Philip Sunderland, general counsel for the airports authority, said it is reviewing the indemnification policy in light of what happened last year. “Everybody recognized that having an indemnification policy that runs essentially three to four sentences is not sufficient,” he said.
Zuckerman Spaeder counsel William Schreiner Jr. said the authority’s indemnification policy wasn’t unusual; it’s just that the Martire litigation presented a unique set of circumstances. “The idea of indemnification is protecting against outside threats, not within itself,” he said.
Martire was appointed to the board in late 2008 by former Virginia governor Timothy Kaine, a Democrat. The airports authority, which includes representatives from Virginia, Maryland, the District of Columbia and the federal government, oversees operations at Washington Dulles International and Ronald Reagan Washington National airports. It also manages the Dulles Toll Road and an ongoing project to extend Metrorail service to Dulles.
Martire, a regional labor union leader, claimed that McDonnell’s efforts to oust him were motivated by the governor’s anti-union sentiments. He had come under scrutiny at the time for his authority-related travel expenses.

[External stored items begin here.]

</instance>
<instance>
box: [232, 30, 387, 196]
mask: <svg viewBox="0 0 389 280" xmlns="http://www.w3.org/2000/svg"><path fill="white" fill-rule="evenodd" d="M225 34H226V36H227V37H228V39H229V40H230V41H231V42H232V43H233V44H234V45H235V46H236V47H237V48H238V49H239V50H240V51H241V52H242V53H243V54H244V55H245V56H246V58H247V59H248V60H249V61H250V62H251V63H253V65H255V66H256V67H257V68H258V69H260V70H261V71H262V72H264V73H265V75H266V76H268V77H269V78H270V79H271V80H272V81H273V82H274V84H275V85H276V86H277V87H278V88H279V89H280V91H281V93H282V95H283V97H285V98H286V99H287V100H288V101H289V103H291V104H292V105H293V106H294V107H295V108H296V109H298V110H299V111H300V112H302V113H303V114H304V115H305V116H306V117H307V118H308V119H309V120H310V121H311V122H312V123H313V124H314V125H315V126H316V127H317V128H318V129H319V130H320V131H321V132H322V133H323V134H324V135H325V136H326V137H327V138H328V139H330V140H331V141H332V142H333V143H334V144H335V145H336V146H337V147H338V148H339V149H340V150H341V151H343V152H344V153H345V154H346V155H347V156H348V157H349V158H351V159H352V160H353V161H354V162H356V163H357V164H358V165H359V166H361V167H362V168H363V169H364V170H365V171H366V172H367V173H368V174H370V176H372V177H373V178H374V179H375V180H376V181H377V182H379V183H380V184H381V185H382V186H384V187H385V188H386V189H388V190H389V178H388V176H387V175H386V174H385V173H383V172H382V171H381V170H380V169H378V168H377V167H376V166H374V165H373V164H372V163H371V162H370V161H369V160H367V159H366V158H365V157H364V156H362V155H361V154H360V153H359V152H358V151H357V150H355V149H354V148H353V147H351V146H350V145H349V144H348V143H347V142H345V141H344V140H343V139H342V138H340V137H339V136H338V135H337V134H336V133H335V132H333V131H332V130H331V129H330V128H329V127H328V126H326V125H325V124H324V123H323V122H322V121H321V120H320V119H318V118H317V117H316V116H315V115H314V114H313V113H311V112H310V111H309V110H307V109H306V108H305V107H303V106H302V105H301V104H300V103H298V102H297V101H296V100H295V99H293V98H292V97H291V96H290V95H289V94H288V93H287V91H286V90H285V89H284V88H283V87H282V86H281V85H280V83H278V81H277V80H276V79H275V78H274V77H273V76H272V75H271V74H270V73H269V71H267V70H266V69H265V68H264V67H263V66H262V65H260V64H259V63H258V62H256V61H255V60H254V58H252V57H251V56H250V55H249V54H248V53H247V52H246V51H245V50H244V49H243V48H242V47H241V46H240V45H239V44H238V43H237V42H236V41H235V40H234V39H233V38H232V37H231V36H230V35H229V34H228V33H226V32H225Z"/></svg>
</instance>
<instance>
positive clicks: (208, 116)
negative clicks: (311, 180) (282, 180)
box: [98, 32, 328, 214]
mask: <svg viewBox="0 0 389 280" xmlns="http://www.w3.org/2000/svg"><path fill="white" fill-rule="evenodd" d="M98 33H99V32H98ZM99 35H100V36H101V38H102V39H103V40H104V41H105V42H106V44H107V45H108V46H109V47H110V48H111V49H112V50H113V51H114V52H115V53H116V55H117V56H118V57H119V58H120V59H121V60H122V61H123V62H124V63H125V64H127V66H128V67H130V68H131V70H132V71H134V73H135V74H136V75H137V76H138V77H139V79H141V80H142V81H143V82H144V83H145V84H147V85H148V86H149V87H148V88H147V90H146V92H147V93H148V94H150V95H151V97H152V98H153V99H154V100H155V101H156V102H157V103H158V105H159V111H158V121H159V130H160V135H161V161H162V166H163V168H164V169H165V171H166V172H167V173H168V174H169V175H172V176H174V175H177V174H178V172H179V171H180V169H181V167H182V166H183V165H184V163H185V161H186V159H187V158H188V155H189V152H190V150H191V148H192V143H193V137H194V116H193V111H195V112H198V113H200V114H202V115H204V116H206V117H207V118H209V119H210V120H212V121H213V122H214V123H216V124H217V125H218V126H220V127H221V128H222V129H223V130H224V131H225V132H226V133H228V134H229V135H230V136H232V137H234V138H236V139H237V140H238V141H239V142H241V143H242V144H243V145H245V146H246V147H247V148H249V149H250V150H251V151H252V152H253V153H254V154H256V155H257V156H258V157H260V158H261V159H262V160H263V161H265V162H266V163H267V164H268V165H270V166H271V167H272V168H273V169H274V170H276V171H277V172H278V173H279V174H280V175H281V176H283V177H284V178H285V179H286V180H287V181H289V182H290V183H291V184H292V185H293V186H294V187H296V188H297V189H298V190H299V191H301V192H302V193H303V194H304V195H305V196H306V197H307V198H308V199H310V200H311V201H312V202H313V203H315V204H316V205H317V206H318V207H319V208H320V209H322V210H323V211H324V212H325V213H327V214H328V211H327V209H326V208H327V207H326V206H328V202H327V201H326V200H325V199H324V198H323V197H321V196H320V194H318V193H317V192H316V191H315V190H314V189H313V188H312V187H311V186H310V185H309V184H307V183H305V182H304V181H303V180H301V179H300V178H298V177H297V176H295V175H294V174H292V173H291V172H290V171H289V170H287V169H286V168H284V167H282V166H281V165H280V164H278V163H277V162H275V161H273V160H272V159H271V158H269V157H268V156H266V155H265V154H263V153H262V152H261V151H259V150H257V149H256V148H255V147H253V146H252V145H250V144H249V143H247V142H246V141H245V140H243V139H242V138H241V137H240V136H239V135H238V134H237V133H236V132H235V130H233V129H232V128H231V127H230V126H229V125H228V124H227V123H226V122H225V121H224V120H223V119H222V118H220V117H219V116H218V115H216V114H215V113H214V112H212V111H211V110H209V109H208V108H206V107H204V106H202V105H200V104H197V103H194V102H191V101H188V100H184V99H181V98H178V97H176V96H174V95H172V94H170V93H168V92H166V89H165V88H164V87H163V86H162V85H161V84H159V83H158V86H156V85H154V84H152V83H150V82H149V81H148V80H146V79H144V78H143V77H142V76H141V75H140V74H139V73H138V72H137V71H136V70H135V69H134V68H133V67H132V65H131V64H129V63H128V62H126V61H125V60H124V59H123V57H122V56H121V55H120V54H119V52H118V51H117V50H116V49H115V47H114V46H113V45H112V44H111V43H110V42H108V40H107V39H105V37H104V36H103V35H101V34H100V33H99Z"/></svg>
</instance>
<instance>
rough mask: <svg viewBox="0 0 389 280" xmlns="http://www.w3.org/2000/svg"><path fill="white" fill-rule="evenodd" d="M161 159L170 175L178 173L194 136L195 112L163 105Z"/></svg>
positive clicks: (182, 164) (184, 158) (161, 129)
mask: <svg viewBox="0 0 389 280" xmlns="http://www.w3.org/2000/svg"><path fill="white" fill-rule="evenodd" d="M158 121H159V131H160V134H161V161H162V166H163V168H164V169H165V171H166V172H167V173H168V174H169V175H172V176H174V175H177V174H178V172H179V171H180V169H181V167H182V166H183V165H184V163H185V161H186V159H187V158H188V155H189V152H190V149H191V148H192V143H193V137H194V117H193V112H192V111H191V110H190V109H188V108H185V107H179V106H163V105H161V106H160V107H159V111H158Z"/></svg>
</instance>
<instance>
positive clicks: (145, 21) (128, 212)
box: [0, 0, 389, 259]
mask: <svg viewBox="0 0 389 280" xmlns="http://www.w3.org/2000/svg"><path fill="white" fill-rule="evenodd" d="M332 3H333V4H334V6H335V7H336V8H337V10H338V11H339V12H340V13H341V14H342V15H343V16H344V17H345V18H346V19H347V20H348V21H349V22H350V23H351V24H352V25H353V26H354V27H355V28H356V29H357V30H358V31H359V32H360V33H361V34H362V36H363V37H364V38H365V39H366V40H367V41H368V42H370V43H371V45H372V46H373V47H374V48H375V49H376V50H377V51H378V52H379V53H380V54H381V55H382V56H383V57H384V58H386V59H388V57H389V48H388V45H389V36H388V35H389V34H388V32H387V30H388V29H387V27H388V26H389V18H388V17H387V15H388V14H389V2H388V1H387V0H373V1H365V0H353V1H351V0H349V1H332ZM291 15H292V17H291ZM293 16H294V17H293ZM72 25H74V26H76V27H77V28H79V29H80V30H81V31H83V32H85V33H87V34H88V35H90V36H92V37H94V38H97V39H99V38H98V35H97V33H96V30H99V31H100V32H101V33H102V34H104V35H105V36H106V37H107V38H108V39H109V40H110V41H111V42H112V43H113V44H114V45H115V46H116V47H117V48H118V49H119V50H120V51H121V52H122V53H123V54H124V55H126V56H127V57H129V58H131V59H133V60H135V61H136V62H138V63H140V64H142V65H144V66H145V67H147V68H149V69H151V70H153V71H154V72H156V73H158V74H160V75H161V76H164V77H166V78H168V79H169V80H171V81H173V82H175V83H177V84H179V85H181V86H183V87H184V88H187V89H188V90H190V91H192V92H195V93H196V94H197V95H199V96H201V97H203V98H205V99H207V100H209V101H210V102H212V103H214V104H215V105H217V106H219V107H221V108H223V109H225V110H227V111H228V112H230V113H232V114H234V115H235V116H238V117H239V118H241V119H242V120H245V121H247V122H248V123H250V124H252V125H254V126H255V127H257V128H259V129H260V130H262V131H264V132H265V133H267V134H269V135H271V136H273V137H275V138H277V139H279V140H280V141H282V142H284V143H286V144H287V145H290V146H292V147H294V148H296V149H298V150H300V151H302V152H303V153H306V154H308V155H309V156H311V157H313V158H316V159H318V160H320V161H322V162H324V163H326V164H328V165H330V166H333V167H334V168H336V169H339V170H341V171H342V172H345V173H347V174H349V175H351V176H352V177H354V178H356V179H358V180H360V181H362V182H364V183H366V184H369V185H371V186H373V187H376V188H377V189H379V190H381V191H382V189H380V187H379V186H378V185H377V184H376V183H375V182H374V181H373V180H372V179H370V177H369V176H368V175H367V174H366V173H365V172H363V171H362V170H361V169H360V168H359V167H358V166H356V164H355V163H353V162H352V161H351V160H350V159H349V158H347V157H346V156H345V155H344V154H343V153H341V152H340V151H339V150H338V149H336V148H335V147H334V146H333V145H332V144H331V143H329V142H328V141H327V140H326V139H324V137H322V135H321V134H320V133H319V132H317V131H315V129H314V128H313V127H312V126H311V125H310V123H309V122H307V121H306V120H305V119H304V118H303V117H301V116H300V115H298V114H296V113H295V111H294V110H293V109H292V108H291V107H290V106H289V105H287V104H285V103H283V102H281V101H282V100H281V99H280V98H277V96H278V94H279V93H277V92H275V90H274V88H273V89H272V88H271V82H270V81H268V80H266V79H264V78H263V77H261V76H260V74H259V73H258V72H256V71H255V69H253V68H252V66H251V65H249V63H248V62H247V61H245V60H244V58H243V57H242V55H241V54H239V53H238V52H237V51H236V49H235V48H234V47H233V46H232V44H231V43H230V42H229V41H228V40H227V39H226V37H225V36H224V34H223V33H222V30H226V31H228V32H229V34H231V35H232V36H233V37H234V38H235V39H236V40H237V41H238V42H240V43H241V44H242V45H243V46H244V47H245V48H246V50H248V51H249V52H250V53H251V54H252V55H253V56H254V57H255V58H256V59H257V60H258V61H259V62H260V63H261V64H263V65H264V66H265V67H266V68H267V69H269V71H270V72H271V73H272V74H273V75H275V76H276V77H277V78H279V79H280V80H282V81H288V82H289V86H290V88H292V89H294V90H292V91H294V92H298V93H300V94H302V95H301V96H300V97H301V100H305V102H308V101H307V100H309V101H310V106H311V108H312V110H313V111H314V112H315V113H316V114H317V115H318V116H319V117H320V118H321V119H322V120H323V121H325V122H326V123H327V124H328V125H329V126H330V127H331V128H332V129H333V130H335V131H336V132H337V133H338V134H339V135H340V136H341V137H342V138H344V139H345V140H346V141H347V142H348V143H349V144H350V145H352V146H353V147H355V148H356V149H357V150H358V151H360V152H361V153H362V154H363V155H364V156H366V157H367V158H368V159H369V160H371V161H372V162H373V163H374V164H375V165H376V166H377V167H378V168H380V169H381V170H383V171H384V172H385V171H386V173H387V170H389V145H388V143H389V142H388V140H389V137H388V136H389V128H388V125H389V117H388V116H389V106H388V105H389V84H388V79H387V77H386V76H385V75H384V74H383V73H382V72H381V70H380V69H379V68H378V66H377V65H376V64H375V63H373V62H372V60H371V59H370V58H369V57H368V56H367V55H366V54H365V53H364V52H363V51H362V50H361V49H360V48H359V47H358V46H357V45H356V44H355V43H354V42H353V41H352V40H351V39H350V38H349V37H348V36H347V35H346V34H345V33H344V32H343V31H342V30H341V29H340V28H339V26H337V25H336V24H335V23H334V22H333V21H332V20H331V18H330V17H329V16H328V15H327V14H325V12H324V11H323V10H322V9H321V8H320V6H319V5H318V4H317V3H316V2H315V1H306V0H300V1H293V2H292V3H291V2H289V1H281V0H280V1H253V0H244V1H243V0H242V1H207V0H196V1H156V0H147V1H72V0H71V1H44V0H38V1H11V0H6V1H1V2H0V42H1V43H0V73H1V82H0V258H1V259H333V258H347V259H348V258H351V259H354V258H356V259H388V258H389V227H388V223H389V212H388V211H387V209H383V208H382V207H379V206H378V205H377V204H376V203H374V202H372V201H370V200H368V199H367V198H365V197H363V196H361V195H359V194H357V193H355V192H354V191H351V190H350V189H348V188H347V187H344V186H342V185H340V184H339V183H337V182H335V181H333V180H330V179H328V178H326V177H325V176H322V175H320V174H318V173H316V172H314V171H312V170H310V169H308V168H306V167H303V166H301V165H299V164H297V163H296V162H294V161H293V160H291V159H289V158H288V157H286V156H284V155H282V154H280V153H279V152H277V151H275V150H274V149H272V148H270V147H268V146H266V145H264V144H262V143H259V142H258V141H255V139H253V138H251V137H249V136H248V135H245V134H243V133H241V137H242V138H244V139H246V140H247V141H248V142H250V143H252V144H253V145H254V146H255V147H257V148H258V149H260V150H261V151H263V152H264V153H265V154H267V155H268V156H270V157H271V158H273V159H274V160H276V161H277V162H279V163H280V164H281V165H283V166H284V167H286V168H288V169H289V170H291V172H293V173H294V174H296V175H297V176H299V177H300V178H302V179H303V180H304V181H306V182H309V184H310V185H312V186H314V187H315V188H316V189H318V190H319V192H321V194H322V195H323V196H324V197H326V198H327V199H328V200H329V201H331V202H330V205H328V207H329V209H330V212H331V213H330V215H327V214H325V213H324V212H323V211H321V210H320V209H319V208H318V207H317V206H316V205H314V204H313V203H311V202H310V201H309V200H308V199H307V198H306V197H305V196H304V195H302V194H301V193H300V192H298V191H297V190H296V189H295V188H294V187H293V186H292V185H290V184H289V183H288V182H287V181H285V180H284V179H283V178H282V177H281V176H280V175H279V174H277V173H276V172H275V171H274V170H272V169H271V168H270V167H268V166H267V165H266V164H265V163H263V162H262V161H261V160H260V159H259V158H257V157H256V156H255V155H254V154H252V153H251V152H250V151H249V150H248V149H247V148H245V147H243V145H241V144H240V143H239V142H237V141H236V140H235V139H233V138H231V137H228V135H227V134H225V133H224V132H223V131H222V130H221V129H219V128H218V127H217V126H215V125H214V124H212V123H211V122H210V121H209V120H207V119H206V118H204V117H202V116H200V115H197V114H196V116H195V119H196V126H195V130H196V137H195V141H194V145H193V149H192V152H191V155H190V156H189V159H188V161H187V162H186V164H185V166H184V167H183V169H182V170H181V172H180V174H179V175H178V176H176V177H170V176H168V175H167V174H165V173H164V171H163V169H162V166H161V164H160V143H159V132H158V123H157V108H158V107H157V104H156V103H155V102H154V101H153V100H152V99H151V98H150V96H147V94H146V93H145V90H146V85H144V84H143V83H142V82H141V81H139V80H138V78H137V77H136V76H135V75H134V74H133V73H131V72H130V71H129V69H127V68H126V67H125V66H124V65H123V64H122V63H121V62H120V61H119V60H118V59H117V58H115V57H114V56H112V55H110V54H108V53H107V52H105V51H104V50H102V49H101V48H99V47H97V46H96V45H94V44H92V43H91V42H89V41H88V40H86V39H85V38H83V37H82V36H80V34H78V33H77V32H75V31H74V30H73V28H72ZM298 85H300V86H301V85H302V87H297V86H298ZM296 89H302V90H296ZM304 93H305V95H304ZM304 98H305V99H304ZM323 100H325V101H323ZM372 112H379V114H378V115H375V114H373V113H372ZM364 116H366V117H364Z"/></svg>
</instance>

Shortly before Martire filed suit, the authority hired Hunton. Sunderland said he had worked with the firm before and was happy with the quality of its work and what it charged. He said he preferred using a competitive process for legal services work, but that the Martire situation left the authority scrambling for counsel right away. It has been soliciting bids for legal services in the hopes of having firms readily on hand in the future, he added.
Including Raphael, six Hunton attorneys — two partners, two counsel and two associates — logged a little more than 639 hours on the case, according to invoices. Hourly rates, taking into account the 10 percent discount, ranged from $540 to $640 for partners, $510 to $515 for counsel, and $375 to $420 for associates. A third partner briefly entered the case, logging 45 minutes at a rate of $675 per hour.
Sunderland said that, although the authority was responsible for paying “reasonable” attorney fees, he wasn’t involved in Martire’s decision to hire Williams & Connolly. He said the two sides agreed they would let a third party go through the firm’s invoices and decide what the authority should pay. Martire’s lead counsel, Williams & Connolly partner Kevin Hodges, declined to comment.
DLA represented three subpoenaed board members: former Virginia congressman Thomas Davis III, DLA’s Washington managing partner Frank “Rusty” Conner III and Todd Stottlemyer, chief executive officer of Acentia, an information-technology company. The two DLA partners and three associates working on the case billed about 250 hours of work from late July until the case settled in September. Hourly rates, before a 10 percent discount at the end, ranged from $740 to $860 for partners and $590 to $725 for associates.
Troutman Sanders partner Bradfute Davenport Jr. served as lead counsel for Caren Merrick, the current board member McDonnell tapped to replace Martire. Davenport did not return requests for comment. Sunderland said Troutman agreed to certain fee reductions.
The terms of the settlement were confidential, but McDonnell did announce at the time that Martire agreed to resign as of October 17.